Tripoli: “Via al Trattato con l’Italia” Renzi: “Pronti a intervenire”
La Libia rimane centrale nell’agenda della politica estera italiana. Ieri Matteo Renzi ha invitato a Palazzo Chigi il premier libico designato Fayez Serraj: è stata la prima visita a un governo europeo di Serray. Dal 17 dicembre è il capo di un governo riconosciuto dall’Onu ma ancora inesistente sul terreno. Serraj al momento presiede un “Comitato di presidenza” di 9 membri che dovranno scegliere all’unanimità il vero e proprio governo che dovrà insediarsi a Tripoli. Renzi ha ripetuto che «la nuova Libia potrà contare sul sostegno dell’Italia per la riabilitazione dei servizi essenziali, la creazione di solide premesse per lo sviluppo economico e sociale nonché per la stabilizzazione del Paese».
Renzi nel comunicato finale fa scrivere che «l’Italia è pronta a rispondere con tempestività, e nel necessario quadro di legalità internazionale, alle eventuali richieste di assistenza che la Libia dovesse rivolgere », ovvero conferma come fa da mesi che è pronta a guidare una missione militare Onu per stabilizzare l’area della capitale e addestrare nuovo esercito e nuova polizia.
Dopo l’incontro, con un suo comunicato, il premier libico riapre però una questione che l’Italia potrebbe avere imbarazzo a gestire, quella del “Trattato di amicizia Italia-Libia” che fu firmato nel 2008 da Gheddafi e Berlusconi. Il patto prevede che l’Italia costruisca un’autostrada costiera in Libia in cambio di posizioni favo- revoli nel campo petrolifero. Serraj dice «stiamo lavorando per riavviare il Trattato di amicizia e cooperazione: il trattato aiuterà le nostre riforme economiche e il ritorno degli investimenti stranieri». Auspica poi che presto l’Italia riapra ambasciata e consolato a Tripoli: secondo fonti diplomatiche, già da alcuni giorni la Farnesina e i servizi di sicurezza hanno iniziato a valutare il momento giusto per riaprire l’ambasciata, soprattutto per aiutare il nuovo governo libico con una presenza diplomatica immediata a Tripoli.

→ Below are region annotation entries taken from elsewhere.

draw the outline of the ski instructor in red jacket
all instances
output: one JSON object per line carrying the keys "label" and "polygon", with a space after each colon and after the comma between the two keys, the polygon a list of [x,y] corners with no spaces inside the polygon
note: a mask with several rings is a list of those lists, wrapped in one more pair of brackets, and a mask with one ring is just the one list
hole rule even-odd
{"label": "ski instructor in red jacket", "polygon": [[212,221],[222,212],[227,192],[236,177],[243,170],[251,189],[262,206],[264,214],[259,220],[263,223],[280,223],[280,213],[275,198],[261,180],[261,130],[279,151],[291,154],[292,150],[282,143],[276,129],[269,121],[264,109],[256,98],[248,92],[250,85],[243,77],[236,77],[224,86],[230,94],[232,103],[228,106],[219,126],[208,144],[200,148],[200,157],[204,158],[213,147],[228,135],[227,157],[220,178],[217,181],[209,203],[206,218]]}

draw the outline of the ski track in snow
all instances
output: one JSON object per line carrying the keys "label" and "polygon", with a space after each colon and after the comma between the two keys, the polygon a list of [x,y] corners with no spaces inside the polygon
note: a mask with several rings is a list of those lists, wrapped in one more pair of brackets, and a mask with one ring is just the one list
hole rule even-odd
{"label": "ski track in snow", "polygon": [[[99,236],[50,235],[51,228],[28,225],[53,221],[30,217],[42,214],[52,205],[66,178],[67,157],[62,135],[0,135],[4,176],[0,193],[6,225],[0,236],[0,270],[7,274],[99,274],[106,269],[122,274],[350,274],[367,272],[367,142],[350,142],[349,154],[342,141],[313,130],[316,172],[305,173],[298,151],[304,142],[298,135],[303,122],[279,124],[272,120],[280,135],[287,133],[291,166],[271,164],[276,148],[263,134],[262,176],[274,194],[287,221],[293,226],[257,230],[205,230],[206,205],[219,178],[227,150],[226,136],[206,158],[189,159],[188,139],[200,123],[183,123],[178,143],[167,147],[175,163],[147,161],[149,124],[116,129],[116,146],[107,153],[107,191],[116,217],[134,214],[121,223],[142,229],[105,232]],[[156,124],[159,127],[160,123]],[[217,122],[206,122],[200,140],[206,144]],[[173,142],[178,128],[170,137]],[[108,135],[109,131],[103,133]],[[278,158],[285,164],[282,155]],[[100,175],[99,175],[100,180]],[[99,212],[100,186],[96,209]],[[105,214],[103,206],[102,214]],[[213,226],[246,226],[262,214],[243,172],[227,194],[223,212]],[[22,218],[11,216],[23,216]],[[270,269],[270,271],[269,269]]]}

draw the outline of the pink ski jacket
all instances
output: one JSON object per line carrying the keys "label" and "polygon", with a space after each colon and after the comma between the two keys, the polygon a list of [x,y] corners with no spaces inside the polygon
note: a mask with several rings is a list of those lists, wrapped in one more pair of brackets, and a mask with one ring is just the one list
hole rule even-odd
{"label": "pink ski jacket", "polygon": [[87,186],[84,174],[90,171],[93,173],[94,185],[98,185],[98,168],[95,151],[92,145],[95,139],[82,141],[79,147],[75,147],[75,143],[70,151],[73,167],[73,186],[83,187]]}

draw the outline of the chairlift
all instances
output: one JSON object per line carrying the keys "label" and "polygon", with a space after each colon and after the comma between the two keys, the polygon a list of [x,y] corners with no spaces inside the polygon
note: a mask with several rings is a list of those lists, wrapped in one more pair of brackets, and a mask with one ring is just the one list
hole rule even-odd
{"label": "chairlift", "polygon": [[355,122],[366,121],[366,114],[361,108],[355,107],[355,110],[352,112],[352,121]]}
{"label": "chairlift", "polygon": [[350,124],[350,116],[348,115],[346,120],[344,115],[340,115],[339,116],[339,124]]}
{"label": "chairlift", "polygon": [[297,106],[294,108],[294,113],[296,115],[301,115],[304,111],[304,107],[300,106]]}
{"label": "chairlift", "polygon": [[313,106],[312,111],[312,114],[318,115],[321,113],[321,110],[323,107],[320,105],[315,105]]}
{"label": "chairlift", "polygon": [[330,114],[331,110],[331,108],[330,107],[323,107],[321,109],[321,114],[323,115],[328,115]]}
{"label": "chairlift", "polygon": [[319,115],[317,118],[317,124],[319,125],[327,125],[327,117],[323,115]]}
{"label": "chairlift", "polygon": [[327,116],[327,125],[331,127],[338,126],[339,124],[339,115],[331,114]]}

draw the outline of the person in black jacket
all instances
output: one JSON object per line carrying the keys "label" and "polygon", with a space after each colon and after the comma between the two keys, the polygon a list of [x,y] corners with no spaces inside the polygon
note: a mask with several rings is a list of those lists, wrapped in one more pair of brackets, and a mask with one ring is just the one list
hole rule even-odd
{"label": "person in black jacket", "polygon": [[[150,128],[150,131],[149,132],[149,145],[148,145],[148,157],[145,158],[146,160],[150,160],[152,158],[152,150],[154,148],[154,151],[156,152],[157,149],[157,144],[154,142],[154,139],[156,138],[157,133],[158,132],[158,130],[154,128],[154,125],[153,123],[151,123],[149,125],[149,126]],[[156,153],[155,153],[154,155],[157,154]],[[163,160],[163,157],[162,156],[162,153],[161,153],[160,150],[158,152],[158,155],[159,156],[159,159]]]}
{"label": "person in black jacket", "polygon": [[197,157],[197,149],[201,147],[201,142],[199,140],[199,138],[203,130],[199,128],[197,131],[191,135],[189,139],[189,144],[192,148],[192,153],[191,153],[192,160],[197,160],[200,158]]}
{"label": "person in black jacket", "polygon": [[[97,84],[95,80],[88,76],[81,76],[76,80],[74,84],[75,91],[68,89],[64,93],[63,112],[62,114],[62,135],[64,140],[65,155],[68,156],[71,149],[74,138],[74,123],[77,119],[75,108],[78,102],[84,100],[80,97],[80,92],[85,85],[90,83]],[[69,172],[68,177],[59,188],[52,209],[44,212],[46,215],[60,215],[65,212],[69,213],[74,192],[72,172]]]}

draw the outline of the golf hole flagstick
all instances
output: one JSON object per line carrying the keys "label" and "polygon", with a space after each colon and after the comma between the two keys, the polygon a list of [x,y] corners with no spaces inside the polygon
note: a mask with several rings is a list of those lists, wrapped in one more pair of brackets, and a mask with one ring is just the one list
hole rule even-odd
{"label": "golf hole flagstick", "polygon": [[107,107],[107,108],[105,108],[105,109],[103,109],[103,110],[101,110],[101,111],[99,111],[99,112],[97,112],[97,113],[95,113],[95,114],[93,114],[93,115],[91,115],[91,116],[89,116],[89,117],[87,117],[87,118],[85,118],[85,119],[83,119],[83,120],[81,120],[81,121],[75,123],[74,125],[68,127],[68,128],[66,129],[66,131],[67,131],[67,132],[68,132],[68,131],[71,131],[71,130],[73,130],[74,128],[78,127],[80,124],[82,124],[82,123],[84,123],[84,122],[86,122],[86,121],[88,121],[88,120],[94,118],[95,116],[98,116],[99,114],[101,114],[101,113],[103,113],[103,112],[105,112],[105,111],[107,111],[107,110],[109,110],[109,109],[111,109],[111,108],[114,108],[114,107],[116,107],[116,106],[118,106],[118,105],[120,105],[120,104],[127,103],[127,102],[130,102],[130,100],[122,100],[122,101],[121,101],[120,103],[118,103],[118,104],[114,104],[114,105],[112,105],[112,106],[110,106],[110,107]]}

Sul fronte iracheno il primo ministro Haider al Abadi ha salutato la riconquista della città sunnita di Ramadi dicendo che il 2016 «sarà l’anno della vittoria finale contro il Daesh: libereremo Mosul, e questo sarà il colpo decisivo e finale». Anche per il presidente francese Hollande la presa di Ramadi «è la più importante vittoria dall’inizio della lotta contro l’Is». Ma a Ramadi gli stessi americani ammettono che vi sono sacche di resistenza. Il segretario di Stato Kerry plaude alla vittoria dell’esercito iracheno, avvertendo che «anche se Ramadi non è ancora completamente al sicuro la bandiera dell’Iraq sventola e le forze nemiche hanno accusato una sconfitta ».
Una notizia dal fronte che contrasta l’Is arriva anche da archeologi e tecnici che ricostruiranno a New York e Londra l’antico arco del Tempio di Bel a Palmira, attaccato ad agosto dal Daesh. A Times Square e Trafalgar Square verranno installate due copie dell’arto prodotte con la più grande stampante 3D del mondo.